Complex Visual Classes

Research on pigeon categorization has produced ample evidence in favor of all three theories of categorization: exemplar, feature, and prototype theory. The most pessimistic conclusion might be that the artificial stimuli, or the artificial feature combinations, devised by the experimenter produced experimental artifacts in the pigeons' behavior. The birds may have simply learned "a set of nonsense stimuli associated with reward rather than relying on the type of classification they may use outside the test chamber" (Watanabe et al., 1993; p. 372). In their natural visual worlds, pigeons are faced with objects rather than with the simplistic stimuli used in psychophysical experiments (Fetterman, 1996). It is very likely that the current inability to specify the kind of features extracted by pigeons from objects or complex scenes, is the main reason for the success of associative theories. In order to provide evidence for either of the other two categorization theories, a precise knowledge of the information that enters the cognitive process of feature integration would be required. However, since the perceptual processes by which the patterns of excitation in sensory nerves are transformed into stable representations of objects and classes are unspecified, neither categorization model has a chance of surviving.

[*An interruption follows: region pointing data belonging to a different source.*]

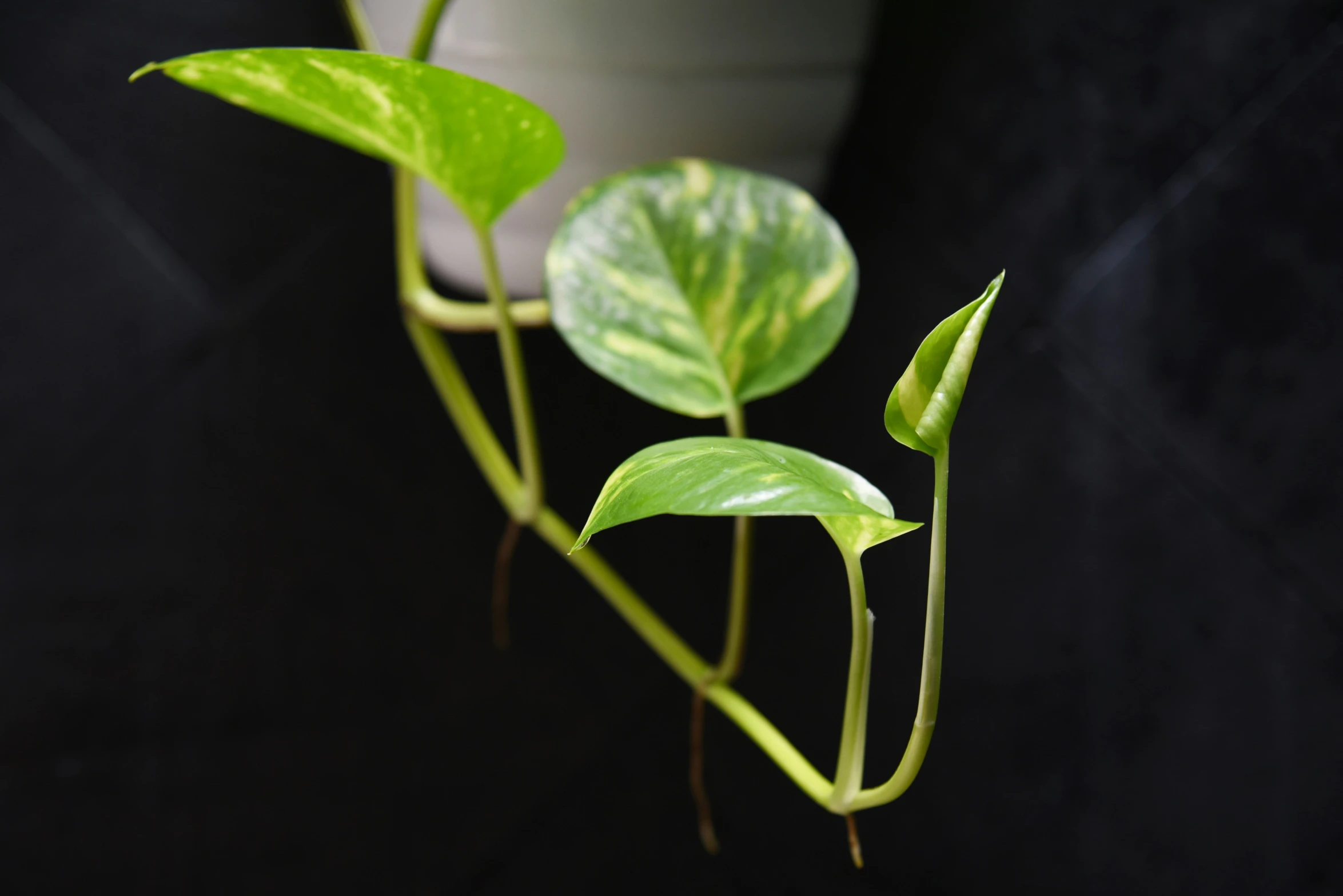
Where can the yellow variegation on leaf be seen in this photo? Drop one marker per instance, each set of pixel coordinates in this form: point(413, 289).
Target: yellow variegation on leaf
point(700, 286)
point(483, 145)
point(724, 477)
point(924, 403)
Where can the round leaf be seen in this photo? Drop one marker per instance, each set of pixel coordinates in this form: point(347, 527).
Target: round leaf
point(723, 477)
point(481, 145)
point(924, 403)
point(700, 286)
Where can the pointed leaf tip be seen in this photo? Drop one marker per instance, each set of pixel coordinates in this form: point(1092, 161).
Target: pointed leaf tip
point(724, 477)
point(699, 286)
point(923, 406)
point(144, 70)
point(481, 145)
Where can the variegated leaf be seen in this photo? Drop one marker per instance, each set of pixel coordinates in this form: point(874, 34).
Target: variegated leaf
point(700, 286)
point(723, 477)
point(923, 406)
point(483, 145)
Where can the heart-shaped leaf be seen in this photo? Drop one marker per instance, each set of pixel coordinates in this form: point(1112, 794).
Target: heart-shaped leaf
point(724, 477)
point(923, 406)
point(481, 145)
point(700, 286)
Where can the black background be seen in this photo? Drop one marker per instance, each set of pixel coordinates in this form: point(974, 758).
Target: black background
point(245, 631)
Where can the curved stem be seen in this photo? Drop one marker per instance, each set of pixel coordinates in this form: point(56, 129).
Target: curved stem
point(515, 377)
point(359, 26)
point(930, 682)
point(424, 39)
point(855, 731)
point(739, 593)
point(507, 485)
point(420, 298)
point(503, 477)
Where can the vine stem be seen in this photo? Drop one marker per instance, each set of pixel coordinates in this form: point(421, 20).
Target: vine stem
point(855, 729)
point(508, 486)
point(515, 379)
point(930, 679)
point(734, 647)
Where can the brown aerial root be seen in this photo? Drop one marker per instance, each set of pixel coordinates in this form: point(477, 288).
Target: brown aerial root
point(855, 847)
point(702, 797)
point(503, 566)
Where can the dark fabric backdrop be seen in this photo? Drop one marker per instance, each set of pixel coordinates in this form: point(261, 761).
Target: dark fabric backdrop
point(245, 561)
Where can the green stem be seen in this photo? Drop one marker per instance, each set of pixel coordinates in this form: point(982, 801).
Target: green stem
point(508, 486)
point(930, 682)
point(424, 41)
point(420, 298)
point(515, 377)
point(739, 593)
point(855, 730)
point(359, 26)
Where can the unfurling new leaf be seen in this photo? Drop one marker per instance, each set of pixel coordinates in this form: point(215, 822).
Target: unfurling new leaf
point(481, 145)
point(923, 406)
point(723, 477)
point(700, 286)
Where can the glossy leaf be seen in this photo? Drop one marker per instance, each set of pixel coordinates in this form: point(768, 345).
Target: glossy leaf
point(923, 406)
point(723, 477)
point(483, 145)
point(699, 286)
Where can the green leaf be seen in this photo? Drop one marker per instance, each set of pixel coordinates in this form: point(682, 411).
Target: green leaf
point(723, 477)
point(483, 145)
point(923, 406)
point(699, 286)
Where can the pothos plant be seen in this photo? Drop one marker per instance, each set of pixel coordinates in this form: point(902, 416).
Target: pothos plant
point(695, 286)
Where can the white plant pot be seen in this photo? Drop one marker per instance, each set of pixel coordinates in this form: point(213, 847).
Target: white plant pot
point(760, 83)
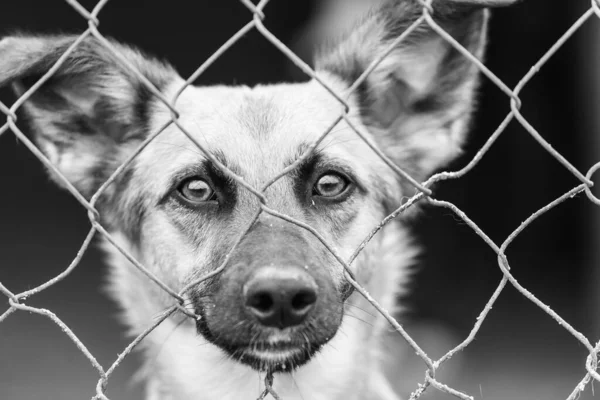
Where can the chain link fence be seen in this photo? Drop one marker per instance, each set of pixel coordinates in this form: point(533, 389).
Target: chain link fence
point(17, 301)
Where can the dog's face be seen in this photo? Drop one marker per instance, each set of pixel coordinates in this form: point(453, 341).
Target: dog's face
point(281, 294)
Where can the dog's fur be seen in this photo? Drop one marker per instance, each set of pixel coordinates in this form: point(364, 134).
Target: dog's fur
point(415, 105)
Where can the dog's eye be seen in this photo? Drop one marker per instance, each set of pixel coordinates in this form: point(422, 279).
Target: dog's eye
point(330, 184)
point(196, 190)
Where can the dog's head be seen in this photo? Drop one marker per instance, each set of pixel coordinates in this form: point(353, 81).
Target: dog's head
point(281, 295)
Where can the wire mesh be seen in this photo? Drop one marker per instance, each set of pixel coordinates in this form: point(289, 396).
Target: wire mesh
point(17, 300)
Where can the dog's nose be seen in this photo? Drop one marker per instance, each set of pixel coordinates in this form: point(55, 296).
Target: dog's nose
point(280, 296)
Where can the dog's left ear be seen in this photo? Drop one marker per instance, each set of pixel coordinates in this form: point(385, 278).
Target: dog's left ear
point(418, 99)
point(92, 112)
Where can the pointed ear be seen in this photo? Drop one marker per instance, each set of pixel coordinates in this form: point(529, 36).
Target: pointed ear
point(92, 112)
point(417, 101)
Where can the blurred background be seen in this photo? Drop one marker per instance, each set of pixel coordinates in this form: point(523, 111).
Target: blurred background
point(520, 352)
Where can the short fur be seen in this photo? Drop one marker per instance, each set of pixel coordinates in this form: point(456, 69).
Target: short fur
point(415, 105)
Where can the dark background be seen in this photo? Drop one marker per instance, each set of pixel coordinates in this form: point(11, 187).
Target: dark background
point(519, 350)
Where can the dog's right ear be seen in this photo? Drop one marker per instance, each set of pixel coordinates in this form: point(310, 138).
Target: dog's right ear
point(417, 100)
point(92, 111)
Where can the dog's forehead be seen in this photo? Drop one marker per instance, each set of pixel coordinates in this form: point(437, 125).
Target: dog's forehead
point(260, 130)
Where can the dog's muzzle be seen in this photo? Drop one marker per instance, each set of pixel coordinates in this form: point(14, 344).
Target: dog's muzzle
point(275, 305)
point(280, 297)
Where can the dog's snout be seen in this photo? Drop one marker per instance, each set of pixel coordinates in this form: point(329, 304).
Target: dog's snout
point(280, 296)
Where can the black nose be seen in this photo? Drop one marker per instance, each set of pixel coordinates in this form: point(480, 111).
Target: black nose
point(280, 296)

Many of the above experiments have been interpreted in terms of human language concepts. The same cognitive revolution that earlier washed across the study of human learning had also a (delayed) impact on the study of animal behavior. In that era, comparative psychologists were tempted to employ a high-level semantic framework to describe complex classes appropriately. From the bird's point of view, however, even these semantic classes may have allowed a solution to the classification in terms of a few global dimensions of invariance, detected by surveying the entire scene. The basic stimulus aspects to which the pigeon is pre-adapted when performing complex categorization tasks still remains open to question. This lack of knowledge is not a sufficient reason for supposing "that pigeons are doing anything more complex than associating a large number of pictures and/or the features they contain with a reward, and then showing transfer to new pictures to the extent that they contain features previously associated with a reward" (Mackintosh, 2000, p. 125).

The Role of Texture and Two-Dimensional Shape in Images of Human Faces

It is a paradox that, despite the impressive progress physiologists and psychologists have made in understanding the pigeon's visual capacities, little progress has been made in understanding the role played by of the most fundamental properties of any object in the environment: surface and space (from here on called "texture" and "shape"). Objects are described predominantly in terms of their morphology, or the shape and the geometry of their components, while their surface properties are often ignored. Only color and overall luminous flux have been considered in a post-hoc analysis (Lubow, 1974). Texture is mostly related to the surface properties of aerial photographs, landscapes or industrial materials. Furthermore, it has been reported that pigeons perceive textured displays much like humans, i.e. with the preattentative global perception of contrasting textural regions (Cook, 1992a; Cook, 1992b; Cook, 1993; Cook, Cavoto & Cavoto, 1995; Cook, Cavoto & Cavoto, 1996). We know of no attempt to investigate the role of texture in natural categorization tasks, only some vague speculations that texture might be a cue controlling some discriminations (e.g. in Lubow, 1974; Cook et al., 1990; Jitsumori & Ohkubo, 1996).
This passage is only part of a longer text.